Atherosclerosis is widely accepted to be an inflammatory disease driven by lipid accumulation and leukocyte recruitment. More recently, galectins, a family of β-galactoside binding proteins, have been shown to play a role in leukocyte recruitment among other immunomodulatory functions. Galectin (Gal) -9, a tandem repeat type galectin expressed by the endothelium in inflammatory environments, has been proposed to promote leukocyte recruitment. However, the role of Gal-9 in the context of monocyte recruitment remains elusive.
Here, we characterise the immunomodulatory role of Gal-9 in context of atherosclerosis. We show that ApoEGal-9 mice have a significantly reduced aortic plaque burden compared to their ApoE littermate controls after 12 weeks of high fat diet. RNA sequencing data from two independent studies reveal Lgals9 expression in leukocyte clusters isolated from murine atherosclerotic plaques.

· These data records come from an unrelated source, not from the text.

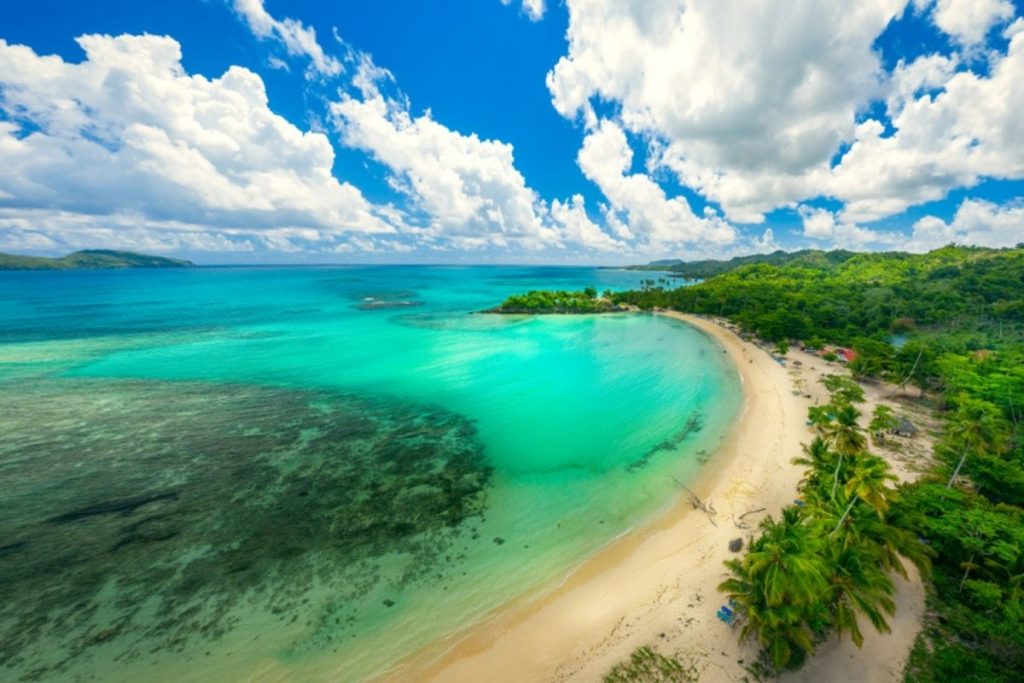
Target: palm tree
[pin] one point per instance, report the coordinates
(819, 461)
(846, 437)
(977, 426)
(858, 585)
(868, 483)
(777, 586)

Additionally, soluble Gal-9 protein induces monocyte activation and a pro-inflammatory phenotype in macrophages. Furthermore, we show that immobilised recombinant Gal-9 acts as capture and adhesion molecule for CD14 monocytes in a β2-integrin and glycan dependent manner, while adhesion of monocytes to stimulated endothelium is reduced when Gal-9 is knocked down. Gal-9 also facilitates enhanced recruitment of leukocytes from peripheral arterial disease (PAD) patients compared to healthy young and aged controls. We further characterise the endothelium as source of circulating Gal-9, which is increased in plasma of PAD patients compared to healthy controls.

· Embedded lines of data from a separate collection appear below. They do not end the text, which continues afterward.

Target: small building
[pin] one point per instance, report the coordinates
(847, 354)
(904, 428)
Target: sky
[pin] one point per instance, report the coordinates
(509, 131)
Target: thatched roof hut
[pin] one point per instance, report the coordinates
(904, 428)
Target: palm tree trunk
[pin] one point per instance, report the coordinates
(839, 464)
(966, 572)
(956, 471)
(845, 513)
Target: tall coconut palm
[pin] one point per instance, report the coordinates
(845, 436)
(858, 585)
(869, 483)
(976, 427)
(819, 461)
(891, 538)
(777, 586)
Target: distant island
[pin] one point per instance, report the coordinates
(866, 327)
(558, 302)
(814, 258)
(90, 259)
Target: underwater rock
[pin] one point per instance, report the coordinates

These results highlight a pathological role for Gal-9 as promoter of monocyte recruitment and atherosclerotic plaque progression, making it a novel target in the prevention of plaque formation and progression.

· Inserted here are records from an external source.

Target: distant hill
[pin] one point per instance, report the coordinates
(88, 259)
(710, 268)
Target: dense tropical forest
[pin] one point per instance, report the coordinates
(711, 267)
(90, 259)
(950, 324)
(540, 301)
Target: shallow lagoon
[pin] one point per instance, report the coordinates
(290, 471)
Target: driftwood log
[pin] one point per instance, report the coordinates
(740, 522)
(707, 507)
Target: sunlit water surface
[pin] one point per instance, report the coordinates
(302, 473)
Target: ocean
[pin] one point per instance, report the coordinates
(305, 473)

动脉粥样硬化被广泛认为是一种由脂质积聚和白细胞募集驱动的炎症性疾病。最近,半乳糖凝集素家族(一类β-半乳糖苷结合蛋白)已被证明在白细胞募集中发挥作用,以及其他免疫调节功能。半乳糖凝集素(Gal)-9是一种在炎症环境中由内皮细胞表达的串联重复型半乳糖凝集素,已被认为可促进白细胞募集。然而,Gal-9在单核细胞募集中的作用仍不清楚。
在此,我们描述了Gal-9在动脉粥样硬化背景下的免疫调节作用。我们发现,在高脂饮食12周后,与同窝对照的载脂蛋白E(ApoE)小鼠相比,ApoE Gal-9小鼠的主动脉斑块负担显著降低。来自两项独立研究的RNA测序数据显示,在从小鼠动脉粥样硬化斑块中分离出的白细胞簇中有Lgals9表达。此外,可溶性Gal-9蛋白可诱导巨噬细胞中单核细胞活化和促炎表型。此外,我们表明,固定化的重组Gal-9以β2整合素和聚糖依赖性方式作为CD14单核细胞的捕获和黏附分子,而当Gal-9被敲低时,单核细胞与受刺激内皮细胞的黏附减少。与健康的年轻和老年对照相比,Gal-9还促进了外周动脉疾病(PAD)患者白细胞的增强募集。我们进一步将内皮细胞鉴定为循环Gal-9的来源,与健康对照相比,PAD患者血浆中的Gal-9增加。
这些结果突出了Gal-9作为单核细胞募集和动脉粥样硬化斑块进展促进因子的病理作用,使其成为预防斑块形成和进展的新靶点。